Spectres de Marx

Jacques Derrida's late book Specters of Marx (Routledge, 2006) most insightful in its reading of the ghostly apparition at the beginning of Hamlet, which predicts Marx and the time of composition (early 1990s), how do you compose the not-there. The Ghost who establishes the play's entire fabric in a few lines. Hamlet's words as epigraph: “This time is out of joint.” The oddly literary reading he gives the opening of both books, the play and Marx's pamphlet, that use of ghosts to spark: “Oh, Marx's love for Shakespeare! It is well known...” (10)


José Antonio Ramos Sucre (Cumaná, Venezuela 1890 – Geneva, Switzerland 1930). My efforts at translating him are necessarily slow. A presence after a plain style (prose, philosophy, allegory).

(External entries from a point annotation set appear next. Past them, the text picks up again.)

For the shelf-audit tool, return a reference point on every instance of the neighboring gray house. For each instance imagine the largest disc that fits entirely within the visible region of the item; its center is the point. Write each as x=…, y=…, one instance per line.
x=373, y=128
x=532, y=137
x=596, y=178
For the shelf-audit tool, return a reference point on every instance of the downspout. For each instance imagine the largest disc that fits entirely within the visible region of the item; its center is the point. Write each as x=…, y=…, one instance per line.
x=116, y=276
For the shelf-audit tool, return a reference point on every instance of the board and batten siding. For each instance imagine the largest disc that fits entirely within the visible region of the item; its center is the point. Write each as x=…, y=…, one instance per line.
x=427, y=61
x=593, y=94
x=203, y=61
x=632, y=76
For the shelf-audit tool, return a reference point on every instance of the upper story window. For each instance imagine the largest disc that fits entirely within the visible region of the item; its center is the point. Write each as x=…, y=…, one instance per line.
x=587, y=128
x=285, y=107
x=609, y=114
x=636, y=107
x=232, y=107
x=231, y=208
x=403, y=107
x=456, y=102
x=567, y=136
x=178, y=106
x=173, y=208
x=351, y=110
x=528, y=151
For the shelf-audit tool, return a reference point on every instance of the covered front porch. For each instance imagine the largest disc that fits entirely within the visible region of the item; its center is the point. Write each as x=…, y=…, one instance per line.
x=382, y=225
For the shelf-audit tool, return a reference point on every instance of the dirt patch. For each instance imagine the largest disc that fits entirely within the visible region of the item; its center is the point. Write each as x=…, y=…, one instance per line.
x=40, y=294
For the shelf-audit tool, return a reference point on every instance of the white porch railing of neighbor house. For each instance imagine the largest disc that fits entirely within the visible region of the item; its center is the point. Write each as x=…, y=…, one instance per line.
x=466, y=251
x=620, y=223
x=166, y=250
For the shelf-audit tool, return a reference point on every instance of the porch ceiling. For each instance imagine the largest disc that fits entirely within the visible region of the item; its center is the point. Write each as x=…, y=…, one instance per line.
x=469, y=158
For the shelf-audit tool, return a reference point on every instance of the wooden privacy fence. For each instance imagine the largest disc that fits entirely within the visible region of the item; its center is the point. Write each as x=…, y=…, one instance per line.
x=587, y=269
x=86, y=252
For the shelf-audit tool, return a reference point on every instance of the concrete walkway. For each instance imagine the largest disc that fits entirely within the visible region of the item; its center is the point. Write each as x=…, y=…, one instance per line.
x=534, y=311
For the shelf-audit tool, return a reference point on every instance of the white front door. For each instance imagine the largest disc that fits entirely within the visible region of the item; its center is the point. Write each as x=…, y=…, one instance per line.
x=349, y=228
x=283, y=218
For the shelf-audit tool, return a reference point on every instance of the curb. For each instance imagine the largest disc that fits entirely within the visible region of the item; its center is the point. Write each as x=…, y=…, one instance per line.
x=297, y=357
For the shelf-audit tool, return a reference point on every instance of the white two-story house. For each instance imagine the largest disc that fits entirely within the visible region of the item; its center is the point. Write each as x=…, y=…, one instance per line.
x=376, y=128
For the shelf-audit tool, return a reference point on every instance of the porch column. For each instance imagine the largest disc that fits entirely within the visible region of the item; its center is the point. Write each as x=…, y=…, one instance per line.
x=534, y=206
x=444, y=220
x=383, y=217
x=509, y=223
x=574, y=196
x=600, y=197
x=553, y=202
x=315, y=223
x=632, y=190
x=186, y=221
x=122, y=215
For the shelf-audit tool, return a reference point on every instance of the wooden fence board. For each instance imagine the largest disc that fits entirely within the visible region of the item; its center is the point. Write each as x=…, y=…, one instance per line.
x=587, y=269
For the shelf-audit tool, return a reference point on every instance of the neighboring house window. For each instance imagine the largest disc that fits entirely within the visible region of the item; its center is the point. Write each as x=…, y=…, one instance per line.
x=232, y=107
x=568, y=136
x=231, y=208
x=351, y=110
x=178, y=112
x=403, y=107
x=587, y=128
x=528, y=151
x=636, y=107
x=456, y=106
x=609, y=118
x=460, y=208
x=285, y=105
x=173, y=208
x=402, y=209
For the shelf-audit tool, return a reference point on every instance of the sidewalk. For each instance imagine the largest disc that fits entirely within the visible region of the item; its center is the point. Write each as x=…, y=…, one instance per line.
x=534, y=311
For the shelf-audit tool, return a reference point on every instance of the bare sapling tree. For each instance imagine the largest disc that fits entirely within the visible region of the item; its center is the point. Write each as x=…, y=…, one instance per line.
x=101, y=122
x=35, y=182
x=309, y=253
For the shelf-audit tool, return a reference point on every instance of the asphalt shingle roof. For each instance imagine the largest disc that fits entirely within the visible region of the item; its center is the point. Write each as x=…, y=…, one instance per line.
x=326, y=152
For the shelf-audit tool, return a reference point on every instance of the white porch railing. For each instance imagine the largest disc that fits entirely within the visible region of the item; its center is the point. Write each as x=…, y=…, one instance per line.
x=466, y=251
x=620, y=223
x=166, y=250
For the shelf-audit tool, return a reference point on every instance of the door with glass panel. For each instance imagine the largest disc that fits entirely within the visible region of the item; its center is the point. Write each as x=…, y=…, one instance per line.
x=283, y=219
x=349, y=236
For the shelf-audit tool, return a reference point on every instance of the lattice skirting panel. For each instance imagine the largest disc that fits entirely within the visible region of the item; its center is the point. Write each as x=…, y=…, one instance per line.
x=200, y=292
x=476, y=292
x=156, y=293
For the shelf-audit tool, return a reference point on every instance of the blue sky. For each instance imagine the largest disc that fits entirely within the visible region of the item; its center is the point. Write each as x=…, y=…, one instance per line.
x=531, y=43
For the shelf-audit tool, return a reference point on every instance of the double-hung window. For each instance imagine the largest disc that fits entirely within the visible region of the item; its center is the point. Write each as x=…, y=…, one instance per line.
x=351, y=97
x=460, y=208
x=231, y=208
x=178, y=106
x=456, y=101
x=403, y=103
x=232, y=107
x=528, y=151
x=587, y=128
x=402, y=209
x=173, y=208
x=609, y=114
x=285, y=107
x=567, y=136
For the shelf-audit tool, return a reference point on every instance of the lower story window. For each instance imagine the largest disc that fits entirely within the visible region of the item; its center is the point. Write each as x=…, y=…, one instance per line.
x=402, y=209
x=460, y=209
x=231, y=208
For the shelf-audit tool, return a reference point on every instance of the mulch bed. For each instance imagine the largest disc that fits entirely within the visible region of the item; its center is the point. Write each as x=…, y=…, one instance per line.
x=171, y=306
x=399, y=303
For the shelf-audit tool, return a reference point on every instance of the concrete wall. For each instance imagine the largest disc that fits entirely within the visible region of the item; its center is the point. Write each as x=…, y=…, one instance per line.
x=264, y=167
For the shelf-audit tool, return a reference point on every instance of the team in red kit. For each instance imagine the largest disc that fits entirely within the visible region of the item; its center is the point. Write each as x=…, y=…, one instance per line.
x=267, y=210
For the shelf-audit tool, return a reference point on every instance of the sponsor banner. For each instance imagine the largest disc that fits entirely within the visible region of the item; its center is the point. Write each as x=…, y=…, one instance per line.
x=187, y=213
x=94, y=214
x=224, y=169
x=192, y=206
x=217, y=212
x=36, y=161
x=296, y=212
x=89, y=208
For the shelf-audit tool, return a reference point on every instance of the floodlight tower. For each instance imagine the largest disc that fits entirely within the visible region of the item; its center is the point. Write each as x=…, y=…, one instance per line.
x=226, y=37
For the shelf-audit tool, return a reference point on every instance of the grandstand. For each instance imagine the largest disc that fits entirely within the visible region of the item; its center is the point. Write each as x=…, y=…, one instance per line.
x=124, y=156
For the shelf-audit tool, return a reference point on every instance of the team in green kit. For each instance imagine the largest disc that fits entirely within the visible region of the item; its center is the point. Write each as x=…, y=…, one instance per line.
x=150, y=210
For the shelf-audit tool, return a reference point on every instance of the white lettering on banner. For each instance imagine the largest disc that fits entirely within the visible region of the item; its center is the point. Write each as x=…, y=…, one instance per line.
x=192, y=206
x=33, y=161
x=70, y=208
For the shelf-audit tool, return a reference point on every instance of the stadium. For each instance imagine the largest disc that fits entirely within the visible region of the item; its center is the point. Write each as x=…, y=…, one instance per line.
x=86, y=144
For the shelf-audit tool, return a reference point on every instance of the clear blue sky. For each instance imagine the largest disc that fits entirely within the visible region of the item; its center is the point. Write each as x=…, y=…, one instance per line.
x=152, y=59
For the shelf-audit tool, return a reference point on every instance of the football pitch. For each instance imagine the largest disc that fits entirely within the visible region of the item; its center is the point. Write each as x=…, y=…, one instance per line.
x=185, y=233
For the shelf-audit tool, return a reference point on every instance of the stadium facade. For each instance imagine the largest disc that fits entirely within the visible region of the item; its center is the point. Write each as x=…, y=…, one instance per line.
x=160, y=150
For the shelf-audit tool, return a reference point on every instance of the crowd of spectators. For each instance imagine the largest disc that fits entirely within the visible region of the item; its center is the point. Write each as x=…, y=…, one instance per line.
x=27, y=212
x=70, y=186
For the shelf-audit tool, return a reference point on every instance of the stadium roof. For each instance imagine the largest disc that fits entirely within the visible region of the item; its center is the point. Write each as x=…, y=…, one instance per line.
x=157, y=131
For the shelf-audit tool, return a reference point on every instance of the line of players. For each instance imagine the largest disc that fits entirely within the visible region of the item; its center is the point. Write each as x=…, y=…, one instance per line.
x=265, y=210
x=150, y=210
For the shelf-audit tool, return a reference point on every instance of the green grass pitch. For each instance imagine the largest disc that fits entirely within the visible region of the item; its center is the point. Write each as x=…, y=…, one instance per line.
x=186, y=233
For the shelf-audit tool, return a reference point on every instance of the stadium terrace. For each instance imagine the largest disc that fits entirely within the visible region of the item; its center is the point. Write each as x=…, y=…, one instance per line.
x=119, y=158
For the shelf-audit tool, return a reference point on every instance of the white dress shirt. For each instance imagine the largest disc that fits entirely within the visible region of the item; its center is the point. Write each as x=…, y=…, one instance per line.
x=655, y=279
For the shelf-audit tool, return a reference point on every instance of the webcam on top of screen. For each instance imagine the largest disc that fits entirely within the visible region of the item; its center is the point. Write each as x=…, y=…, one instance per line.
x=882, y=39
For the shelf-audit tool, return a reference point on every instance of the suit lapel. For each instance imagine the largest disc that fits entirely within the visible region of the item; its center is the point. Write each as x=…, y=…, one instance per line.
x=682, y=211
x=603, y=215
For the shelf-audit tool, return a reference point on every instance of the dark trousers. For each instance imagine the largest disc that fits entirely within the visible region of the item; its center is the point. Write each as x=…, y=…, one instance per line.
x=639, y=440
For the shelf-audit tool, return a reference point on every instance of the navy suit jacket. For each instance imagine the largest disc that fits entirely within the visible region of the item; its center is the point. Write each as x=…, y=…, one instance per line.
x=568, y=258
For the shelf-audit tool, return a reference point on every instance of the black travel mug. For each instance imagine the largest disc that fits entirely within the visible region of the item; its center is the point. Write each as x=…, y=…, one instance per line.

Reading parts of Derek Walcott, Selected Poems, (Farrar, Straus and Giroux, 2007), edited with an introduction by Edward Baugh, an overview of seven decades:

“Speaking out of and to Caribbean experience, Walcott speaks to and for the wide world, “for such as our earth is now” (“The Season of Phantasmal Peace”), in anger at racism, at the unjust distribution of the world's wealth, at political tyranny and humankind's inhumane proclivity for violence and war. His anger is all the more eloquent because he is a poet of compassion and love and reverence for life. His representation of large and communal issues is characteristically sharpened by a subtly introduced autobiographical specificity. Running through his work is a dialogue with himself, a process of self-invention. The result is a consciously self-interrogated fictive persona in whose eyes a world takes shape.” (xv)

“Until from all I turn to think how,
In the middle of the journey through my life,
O how I came upon you, my
Reluctant leopard of the slow eyes.”

-- “Prelude” (1948)

“The airport coffee tastes less of America.
Sour, unshaven, dreading the exertion
of tightening, racked nerves fuelled with liquor,

some smoky, resinuous bourbon,
the body, buckling at its casket hole,
a roar like last night's blast racing its engines,

watches the fume of the exhausted soul
as the trans-Texas jet, screeching, begins
its flight and friends diminish. So, to be aware

of the divine union the soul detaches
itself from created things. “We're in the air,”
the Texan near me grins. All things: these matches

from LBJ's campaign hotel, this rose
given me at dawn in Austin by a child,
this book of fables by Borges, its prose [...]”

-- “The Gulf” (1969)

“So has it come to this, to have to choose?
The chafe of the breakers' moving marbles,
their lucent and commodious statuary
of turbulent stasis, changing repetition
of drizzling spray that glazes your eyes
like the marble miracles at Villa Borghese?
Do not diminish in my memory
villages of absolutely no importance,
the rattling bridge over the stone-bright river,
un-ornate churches, chapels in the provinces
of light-exhausted Europe. Hoard, cherish
your negligible existence, your unrecorded history
of unambitious syntax, your clean pools
of unpolluted light over close stones.”